In this age of social media, it seems like just about everything is measured in terms of what is trending and what is not. One of the growing trends among parents of young children – sometimes as young as 10 or 11 – is steering the child toward one specific sport. This is being done to the point that these young athletes are considered “specialized” in the sport they choose, or is chosen for them by their parents.

Is this a trend that could fit your child? Is it better for children to be involved in multiple sports as they’re growing up? These are questions more and more parents and child specialists are asking. Should you find yourself wondering what would be best for your own child, here’s a few of the pros and cons of having a child who plays only one sport.


When comparing both sides of this issue, the “cons” side seems to come up with more research behind it than the “pros” side does. That being said, there are a few benefits that are supported by research.

The strongest support in favor of specialization is found in support of women’s gymnastics and women’s figure skating. These sports are two of the very few in which peak performance generally occurs in adolescence or early adulthood. If a young athlete’s only goal is to improve his or her performance in one particular sport, then early specialization may give the athlete, and his or her coach, a better chance of success in the child’s age group.

Specialization may offer a young athlete short-term psychological or emotional rewards as well as access to a higher level of coaching and competition. The youth sports of today are frequently measured as successful through the selection to teams that participate in elite competitions that require travel. These early successes in sports may foster an increased self-esteem that motivates the athlete to continue in the sport.


For the majority of young athletes, early specialization has negative consequences that can manifest over time.
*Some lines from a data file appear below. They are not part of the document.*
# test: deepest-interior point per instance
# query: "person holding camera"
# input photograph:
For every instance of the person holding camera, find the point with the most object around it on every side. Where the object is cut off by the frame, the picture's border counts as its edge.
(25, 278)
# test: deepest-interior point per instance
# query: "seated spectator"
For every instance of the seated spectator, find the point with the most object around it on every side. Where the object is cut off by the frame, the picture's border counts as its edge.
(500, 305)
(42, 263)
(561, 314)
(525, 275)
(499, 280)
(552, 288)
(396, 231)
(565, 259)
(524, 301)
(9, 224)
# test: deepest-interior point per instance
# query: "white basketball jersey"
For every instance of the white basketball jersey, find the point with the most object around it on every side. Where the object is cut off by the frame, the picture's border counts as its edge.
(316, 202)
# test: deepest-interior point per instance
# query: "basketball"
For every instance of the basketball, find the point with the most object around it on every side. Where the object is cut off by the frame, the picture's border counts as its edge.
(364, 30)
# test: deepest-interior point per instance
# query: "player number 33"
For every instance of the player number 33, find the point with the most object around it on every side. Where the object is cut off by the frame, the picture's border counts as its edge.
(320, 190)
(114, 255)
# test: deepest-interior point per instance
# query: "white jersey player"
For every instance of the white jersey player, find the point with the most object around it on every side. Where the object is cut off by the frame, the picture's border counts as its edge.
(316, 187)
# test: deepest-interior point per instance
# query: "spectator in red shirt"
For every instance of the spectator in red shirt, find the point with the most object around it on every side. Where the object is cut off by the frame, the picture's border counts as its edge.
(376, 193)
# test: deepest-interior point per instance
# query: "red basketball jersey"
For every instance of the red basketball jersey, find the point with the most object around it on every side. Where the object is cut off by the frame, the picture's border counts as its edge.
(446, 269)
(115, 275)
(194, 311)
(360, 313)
Studies have shown that early specialization can increase social isolation in a child who is spending the amount of time training that most high-level competitions require. This can interfere with a child’s healthy socialization among peers. The specialization of the training itself can also hinder, rather than help, overall skills development by limiting a child’s development of a wider range of motor skills.
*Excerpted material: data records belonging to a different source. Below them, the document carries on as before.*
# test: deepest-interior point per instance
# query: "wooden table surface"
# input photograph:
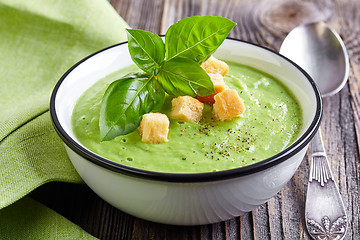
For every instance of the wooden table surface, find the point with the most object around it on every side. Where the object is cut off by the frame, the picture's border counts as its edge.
(265, 23)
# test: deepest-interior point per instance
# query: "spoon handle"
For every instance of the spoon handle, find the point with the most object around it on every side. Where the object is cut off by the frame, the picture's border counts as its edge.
(325, 213)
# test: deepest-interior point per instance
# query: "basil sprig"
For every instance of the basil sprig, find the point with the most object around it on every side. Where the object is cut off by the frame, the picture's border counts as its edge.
(188, 43)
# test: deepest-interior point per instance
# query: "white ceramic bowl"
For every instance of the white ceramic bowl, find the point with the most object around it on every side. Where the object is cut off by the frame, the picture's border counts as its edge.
(186, 199)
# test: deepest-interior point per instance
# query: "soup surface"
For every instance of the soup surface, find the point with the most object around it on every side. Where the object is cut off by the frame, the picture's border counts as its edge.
(271, 122)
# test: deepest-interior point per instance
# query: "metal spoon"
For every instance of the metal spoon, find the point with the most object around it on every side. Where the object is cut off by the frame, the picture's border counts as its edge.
(320, 51)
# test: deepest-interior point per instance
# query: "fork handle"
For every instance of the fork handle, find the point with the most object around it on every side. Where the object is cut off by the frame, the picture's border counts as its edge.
(325, 214)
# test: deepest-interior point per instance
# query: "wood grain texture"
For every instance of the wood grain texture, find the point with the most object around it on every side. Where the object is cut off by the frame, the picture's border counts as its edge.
(265, 23)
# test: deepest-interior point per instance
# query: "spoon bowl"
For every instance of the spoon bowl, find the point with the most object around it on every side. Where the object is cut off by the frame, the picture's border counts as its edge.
(320, 51)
Overuse injuries are more common in children who specialize in one sport. These are injuries most often seen in the hips, knees, and ankles and feet. This can lead to a shortening of the youth’s athletic career when there are repeated injuries over time.

Children who specialize in one sport at an early age are found to have a reduced chance of staying active in sports as adults. This is generally attributed to an increased incidence of burnout among these young athletes, resulting in them not only quitting their chosen sport but giving up all sports.

Early specialization can also deny children a part of what makes them children: their propensity to frequently change their minds. By focusing so intently on one single goal, children are infused with the values of adulthood before they master the interests of childhood.

Whether specialization is right for your child is a decision every parent of a young athlete has to make on their own. Whatever the decision, don’t lose sight of the ultimate goal of all sports: have some fun! So much can be learned by participating in sports but every game doesn’t have to be a learning experience.

Sometimes, it’s fine to let the game just be a game, enjoy the moment and move along when it’s over.